Anche il Mediatore Marittimo continua a lavorare, per ora, da casa!

...lavora da casa ma non si ferma.
Durante la scorsa settimana l’Associazione ha raccolto i chiarimenti necessari sulla possibilità di spostamenti per il Mediatore Marittimo: grazie alla collaborazione dei commercialisti di alcuni dei nostri associati che hanno letto con attenzione i DPCM del 11 Marzo e del 22 Marzo, confermiamo che l’attività del Mediatore Marittimo NON rientra fra quelle consentite.

Il codice ATECO corrispondente l’attività del Mediatore Marittimo è infatti compreso fra le attività NON considerate servizi necessari ed essenziali e viene indicato nel DPCM 11 marzo 2020, art. 1  comma 1 lett. a come modificato dal DPCM 22 marzo 2020 art. 1, comma 1,  allegato n. 1. Resta ferma la possibilità di esercizio dell’attività mediante le modalità cd di "lavoro agile” o "smart working”.

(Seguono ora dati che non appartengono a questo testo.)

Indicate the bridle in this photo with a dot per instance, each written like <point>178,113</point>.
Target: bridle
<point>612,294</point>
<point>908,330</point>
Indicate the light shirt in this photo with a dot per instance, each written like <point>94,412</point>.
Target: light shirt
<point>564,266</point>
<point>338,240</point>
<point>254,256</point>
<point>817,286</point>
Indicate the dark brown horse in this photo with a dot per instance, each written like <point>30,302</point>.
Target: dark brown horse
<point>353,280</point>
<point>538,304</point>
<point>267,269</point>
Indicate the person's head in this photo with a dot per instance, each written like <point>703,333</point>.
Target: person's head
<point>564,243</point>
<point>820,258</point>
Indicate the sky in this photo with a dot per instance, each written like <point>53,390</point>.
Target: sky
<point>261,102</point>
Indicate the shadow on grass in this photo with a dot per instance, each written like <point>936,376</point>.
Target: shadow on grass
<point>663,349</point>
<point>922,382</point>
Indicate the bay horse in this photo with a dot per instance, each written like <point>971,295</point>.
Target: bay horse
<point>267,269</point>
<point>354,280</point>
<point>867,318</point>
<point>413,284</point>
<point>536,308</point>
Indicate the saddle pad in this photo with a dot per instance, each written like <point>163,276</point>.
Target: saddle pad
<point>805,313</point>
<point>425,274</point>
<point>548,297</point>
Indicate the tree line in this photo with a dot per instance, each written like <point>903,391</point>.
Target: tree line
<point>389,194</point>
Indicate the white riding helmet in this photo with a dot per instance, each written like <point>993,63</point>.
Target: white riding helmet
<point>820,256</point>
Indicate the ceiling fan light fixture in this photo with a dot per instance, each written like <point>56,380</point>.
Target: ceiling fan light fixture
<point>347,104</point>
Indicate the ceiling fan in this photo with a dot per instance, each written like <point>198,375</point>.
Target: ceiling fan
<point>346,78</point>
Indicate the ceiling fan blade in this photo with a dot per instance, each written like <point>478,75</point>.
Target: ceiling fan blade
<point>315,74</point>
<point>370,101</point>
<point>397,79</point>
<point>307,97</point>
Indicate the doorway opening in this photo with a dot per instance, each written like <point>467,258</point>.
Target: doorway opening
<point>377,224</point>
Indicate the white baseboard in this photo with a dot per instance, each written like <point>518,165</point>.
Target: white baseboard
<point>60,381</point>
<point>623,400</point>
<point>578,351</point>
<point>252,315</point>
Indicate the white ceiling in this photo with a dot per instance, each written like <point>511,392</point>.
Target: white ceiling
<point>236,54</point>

A fronte di quanto sopra e del colloquio avvenuto la scorsa settimana tra Confindustria Nautica e il Sottosegretario alla Presidenza del Consiglio, seguendo le dichiarazioni rese dal Sen. Mario Turco di cui al link di seguito https://www.urly.it/35gzx  , Isyba interverrà attraverso il suo Presidente contattando le figure di competenza.

L’intervento avrà lo scopo di far si che la Presidenza del Consiglio dei Ministri, nel pianificare la fase 2 dell’emergenza sanitaria in corso, consenta anche al Mediatore Marittimo, nel rispetto della normativa sulla sicurezza, di operare come i cantieri che sono operativi ma chiusi al pubblico, cosi da poter almeno non interrompere tutte le attività connesse alla compravendita, noleggio e locazione di Natanti, Imbarcazioni e Navi da Diporto.

L’Associazione si aspetta che nelle prossime settimane venga concessa una graduale riapertura.